Although large RCTs are rightly considered the gold standard study design, many RCTs of new therapies of blood diseases have modest sample size and may require other compromises such as pooling of therapy regimens or subjects to increase sample sizes. This can lead to inconsistency in results across multiple trials. These limitations can be addressed, but only in part, using meta-analyses. Reliance on ODBs and structured quantification of expert opinion provide alternatives which have strengths that complement conclusions of RCTs and meta-analyses, including more and more diverse subjects, greater generalizability, lower cost and the ability to examine consistency of treatment effects. Although there is greater potential for bias in ODB-based analyses, several studies indicate frequent concordant conclusions for RCTs, ODBs, meta-analyses and structured quantification of expert opinion. Care must be taken. We suggest that whilst results of RCTs and meta-analyses thereof are of considerable value in evaluating efficacy of new therapies of blood diseases, data from ODBs and structured quantification of expert opinion are also helpful. Results of analyses of OBDs can be included into meta-analyses to improve their outcome. We need all the help we can get in making complex therapy decisions in blood diseases.

We tackled several of the issues in this paper in a previous report [53] with three additional co-authors (M. Eapen, B. Logan and M.J. Zhang) with a far greater knowledge of statistics than ours. The focus of that report was on the value of ODBs in addressing therapy questions in bone marrow and blood cell transplants.

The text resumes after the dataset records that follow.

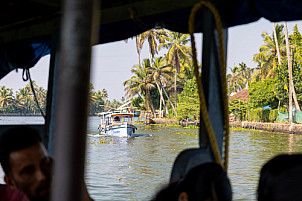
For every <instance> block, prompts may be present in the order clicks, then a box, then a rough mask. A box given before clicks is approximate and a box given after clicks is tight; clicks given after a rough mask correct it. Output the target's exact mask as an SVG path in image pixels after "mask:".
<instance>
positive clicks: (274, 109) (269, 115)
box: [269, 109, 278, 122]
mask: <svg viewBox="0 0 302 201" xmlns="http://www.w3.org/2000/svg"><path fill="white" fill-rule="evenodd" d="M277 117H278V109H274V110H271V111H270V113H269V122H275V121H276V119H277Z"/></svg>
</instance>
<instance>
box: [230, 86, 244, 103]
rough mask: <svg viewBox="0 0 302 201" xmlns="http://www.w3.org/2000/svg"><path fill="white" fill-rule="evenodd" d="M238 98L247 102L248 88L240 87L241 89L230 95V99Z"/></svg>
mask: <svg viewBox="0 0 302 201" xmlns="http://www.w3.org/2000/svg"><path fill="white" fill-rule="evenodd" d="M235 99H240V100H241V101H244V102H246V103H247V102H248V100H249V90H248V89H242V90H241V91H239V92H237V93H236V94H234V95H232V96H231V97H230V101H231V100H235Z"/></svg>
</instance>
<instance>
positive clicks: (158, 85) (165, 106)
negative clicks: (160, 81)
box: [155, 80, 168, 112]
mask: <svg viewBox="0 0 302 201" xmlns="http://www.w3.org/2000/svg"><path fill="white" fill-rule="evenodd" d="M155 83H156V86H157V89H158V91H159V95H160V103H161V101H162V102H163V104H164V107H165V109H166V112H167V111H168V108H167V106H166V103H165V100H164V96H163V93H162V90H161V88H160V86H159V84H158V82H157V81H156V80H155ZM160 106H161V105H160ZM160 111H161V107H160Z"/></svg>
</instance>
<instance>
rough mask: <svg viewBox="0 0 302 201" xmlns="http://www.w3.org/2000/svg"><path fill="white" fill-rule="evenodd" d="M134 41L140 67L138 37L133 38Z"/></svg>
mask: <svg viewBox="0 0 302 201" xmlns="http://www.w3.org/2000/svg"><path fill="white" fill-rule="evenodd" d="M135 39H136V51H137V56H138V66H139V67H140V66H141V54H140V49H139V47H138V42H139V41H138V36H135Z"/></svg>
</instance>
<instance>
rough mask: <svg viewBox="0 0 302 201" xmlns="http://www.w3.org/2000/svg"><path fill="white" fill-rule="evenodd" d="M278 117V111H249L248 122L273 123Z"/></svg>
mask: <svg viewBox="0 0 302 201" xmlns="http://www.w3.org/2000/svg"><path fill="white" fill-rule="evenodd" d="M277 117H278V109H274V110H270V109H262V108H258V109H250V110H249V121H255V122H275V121H276V119H277Z"/></svg>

Here, we focus on a broader topic, therapy of blood diseases and on the value and limitations of meta-analyses of RCTs to complement a special issue on the use of meta-analyses in blood diseases in which it appears. As many of the concepts overlap, there is, unavoidably, similarity between these reports. We are grateful to our prior co-authors for sharpening our thinking. David W. Golde provided knowledge on the dicey issue of the Patagonian toothfish and Chilean sea bass. Sabine Jacob kindly prepared the typescript. R.P.G. is an employee of Celgene Corporation.